Он везде содержал тайных наблюдателей, и знал самые сокровенные намерения государей.
Требовал подарков для себя, для жен своих, для министров, для придворных. Сей древний азиатский обычай был оставлен; но теперь возобновляется.
Он отравлял от себя посольства часто и на короткое время. "Любил беспрестанно подвергать новым испытаниям римскую щедрость, и потому выдумывал пустые и смешные предлоги посылать своих приближенных, которым хотел оказать благодеяние".
Он искал случаев придираться к соседям, требуя от них выдачи переметчиков, которых приказывал явно хватать. Сии переметчики по-видимому были то, что в наше время эмигранты и конскрипты, не имеющие пропускных писем.

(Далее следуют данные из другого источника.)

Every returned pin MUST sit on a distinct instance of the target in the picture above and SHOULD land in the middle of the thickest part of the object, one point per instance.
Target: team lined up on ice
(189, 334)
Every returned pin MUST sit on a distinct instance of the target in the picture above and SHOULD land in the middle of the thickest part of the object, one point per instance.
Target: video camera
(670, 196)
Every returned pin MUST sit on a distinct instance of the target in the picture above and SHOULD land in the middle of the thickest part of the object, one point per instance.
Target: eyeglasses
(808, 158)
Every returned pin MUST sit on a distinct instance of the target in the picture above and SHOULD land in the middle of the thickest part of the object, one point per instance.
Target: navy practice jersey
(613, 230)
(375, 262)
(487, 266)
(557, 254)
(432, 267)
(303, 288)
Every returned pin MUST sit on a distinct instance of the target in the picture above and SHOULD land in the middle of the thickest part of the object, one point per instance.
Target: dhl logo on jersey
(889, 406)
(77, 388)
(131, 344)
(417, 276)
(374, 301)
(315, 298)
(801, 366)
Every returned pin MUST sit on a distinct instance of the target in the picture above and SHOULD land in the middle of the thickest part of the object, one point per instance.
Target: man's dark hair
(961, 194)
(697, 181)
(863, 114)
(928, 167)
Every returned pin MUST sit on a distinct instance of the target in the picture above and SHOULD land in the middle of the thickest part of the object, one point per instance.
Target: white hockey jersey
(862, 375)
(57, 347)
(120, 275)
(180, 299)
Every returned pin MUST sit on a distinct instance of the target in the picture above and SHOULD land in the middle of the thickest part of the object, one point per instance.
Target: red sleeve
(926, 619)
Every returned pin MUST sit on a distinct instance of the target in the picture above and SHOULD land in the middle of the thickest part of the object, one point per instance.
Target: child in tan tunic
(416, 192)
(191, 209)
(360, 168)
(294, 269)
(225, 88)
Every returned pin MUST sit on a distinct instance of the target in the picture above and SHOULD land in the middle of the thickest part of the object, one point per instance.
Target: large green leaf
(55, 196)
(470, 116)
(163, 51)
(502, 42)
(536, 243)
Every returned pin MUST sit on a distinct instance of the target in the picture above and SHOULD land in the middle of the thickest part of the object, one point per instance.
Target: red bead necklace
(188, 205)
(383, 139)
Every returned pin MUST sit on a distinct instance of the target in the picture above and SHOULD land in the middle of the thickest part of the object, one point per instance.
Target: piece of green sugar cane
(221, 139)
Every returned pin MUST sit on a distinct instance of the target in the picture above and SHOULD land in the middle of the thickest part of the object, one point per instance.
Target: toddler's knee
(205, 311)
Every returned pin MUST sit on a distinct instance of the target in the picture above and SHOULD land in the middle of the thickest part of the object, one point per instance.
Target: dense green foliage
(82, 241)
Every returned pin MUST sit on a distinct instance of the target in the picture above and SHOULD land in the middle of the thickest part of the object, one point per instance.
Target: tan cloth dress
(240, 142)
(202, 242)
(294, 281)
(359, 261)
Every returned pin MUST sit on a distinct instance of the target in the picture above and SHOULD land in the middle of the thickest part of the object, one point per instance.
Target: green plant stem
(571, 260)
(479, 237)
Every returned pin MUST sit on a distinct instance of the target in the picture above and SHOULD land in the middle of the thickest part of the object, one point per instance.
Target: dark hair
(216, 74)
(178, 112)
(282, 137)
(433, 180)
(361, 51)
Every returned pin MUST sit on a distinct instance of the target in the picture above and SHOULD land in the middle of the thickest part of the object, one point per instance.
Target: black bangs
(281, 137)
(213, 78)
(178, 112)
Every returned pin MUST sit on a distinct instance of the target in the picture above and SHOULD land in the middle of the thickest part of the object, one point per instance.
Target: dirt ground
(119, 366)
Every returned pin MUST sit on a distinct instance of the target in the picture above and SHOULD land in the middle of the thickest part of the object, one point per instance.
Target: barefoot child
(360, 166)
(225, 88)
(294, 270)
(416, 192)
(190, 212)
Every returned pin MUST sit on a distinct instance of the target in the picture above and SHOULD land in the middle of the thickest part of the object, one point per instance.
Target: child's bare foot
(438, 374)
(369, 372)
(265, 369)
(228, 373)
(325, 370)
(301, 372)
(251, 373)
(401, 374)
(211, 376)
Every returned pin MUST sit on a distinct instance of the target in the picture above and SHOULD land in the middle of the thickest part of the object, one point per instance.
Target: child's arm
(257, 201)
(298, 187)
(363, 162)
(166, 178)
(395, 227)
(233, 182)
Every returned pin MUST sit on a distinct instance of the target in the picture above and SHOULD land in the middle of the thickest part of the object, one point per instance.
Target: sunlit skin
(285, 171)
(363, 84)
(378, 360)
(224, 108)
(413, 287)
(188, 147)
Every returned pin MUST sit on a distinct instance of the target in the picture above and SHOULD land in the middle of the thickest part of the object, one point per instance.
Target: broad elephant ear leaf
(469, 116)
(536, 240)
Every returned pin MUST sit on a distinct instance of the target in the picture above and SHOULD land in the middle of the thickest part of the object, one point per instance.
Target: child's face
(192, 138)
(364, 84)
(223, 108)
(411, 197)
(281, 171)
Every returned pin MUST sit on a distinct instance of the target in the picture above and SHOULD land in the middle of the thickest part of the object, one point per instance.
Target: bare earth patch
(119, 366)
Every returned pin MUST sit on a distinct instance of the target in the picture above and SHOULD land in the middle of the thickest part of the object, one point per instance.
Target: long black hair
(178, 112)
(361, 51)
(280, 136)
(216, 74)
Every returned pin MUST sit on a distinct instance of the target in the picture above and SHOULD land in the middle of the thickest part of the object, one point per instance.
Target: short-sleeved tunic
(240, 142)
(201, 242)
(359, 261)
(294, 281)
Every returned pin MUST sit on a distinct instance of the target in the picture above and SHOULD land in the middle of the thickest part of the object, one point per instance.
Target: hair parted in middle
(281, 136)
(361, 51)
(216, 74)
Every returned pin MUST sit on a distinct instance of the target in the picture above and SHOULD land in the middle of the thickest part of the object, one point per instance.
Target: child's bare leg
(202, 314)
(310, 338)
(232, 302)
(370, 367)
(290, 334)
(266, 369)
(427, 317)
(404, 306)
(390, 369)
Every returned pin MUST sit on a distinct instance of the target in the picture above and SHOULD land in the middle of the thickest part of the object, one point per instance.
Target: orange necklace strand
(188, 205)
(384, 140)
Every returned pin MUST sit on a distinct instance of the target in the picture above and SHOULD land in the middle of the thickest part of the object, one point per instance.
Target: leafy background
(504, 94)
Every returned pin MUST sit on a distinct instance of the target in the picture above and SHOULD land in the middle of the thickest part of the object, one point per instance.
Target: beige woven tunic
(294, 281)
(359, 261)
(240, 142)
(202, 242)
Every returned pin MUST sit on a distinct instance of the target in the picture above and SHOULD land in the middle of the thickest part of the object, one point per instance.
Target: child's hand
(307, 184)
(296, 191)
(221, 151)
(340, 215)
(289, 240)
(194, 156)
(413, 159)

Он требовал, чтобы римляне не держали у себя его подданных.
"Аттила сошел с ума от успехов; не оказывал ни малейшего уважения справедливости и давал ответы, какие в голову ему приходили". О сем говаривали в его передней, и довольно громко. Приск слышал сии слова от самого Рустиция.
Один очевидный свидетель уверяет, что "пиршественная веселость не производила в лице его ни малой перемены; не обнаруживала в нем ниже следов кротости и ласки".

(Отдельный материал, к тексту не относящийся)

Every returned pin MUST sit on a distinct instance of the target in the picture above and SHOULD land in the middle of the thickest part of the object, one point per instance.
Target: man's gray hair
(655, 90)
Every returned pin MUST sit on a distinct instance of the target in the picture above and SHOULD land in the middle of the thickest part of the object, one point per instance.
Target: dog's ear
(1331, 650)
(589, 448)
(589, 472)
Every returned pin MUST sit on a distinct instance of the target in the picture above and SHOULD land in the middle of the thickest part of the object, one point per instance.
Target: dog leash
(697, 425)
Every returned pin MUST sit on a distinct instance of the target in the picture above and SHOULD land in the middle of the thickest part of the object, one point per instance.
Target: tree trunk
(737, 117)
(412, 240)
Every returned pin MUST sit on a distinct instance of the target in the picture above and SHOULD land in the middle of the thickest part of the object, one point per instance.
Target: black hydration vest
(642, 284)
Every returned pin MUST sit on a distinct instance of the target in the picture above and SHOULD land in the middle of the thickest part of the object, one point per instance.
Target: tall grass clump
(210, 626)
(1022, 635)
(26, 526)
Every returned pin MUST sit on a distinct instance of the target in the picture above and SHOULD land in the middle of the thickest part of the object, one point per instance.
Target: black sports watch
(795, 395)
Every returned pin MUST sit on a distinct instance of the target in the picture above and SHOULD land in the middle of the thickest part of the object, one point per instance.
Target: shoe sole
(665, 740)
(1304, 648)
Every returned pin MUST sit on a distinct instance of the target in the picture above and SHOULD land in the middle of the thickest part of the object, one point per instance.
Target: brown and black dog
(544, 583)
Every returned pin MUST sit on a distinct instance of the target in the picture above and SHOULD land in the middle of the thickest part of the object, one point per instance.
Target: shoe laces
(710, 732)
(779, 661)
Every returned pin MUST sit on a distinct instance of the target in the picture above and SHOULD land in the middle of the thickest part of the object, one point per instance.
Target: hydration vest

Читатели! мудрец сказал: Нет ничего нового под солнцем.
Аттила царствовал двенадцать лет. Он опустошил пространство ста тысяч квадратных миль на поверхности земного шара; могущество его не досталось наследникам; после четырнадцати столетий слава его вмещается в двадцати строчках.
Е. S.
Примечание. Сия статья подает случай делать остроумные сравнения, и находить во многих чертах точное сходство между Аттилою гуннов и Аттилою корсиканским. Однако надлежит заметить, что между ними есть и различие: 1. Древний Аттила был сын царский; в противном случае он не царствовал бы над гуннами, а еще более, не властвовал бы над государями готскими, которые гордились своею кровью и славою предков; 2. Аттила чистосердечно сказывал о себе, что он бич на земле, и опустошая страны, не старался выдавать себя за благодетеля человеческого рода; 3. Аттила, быв разбит близ Шалона, не скрывал своей неудачи, и не выдавал пустых выдумок за истину. Он велел сделать костер из скифских седел и намерен был броситься в огонь, когда неприятели погонятся за ним. Неприятели не погнались и Аттила жив остался. Воину не стыдно претерпеть поражение; он чрез то не лишается прав своих на знаменитость: но кто оскорбляет истину, тому никто не будет удивляться, и никто, кроме наемных льстецов, не назовет его великим.
(С франц.)
-----
Выписки из летописей пятаго века: [Об Аттиле]: (С франц.) / E.S. // Вестн. Европы. -- 1807. -- Ч.33, N 10. -- С.150-157.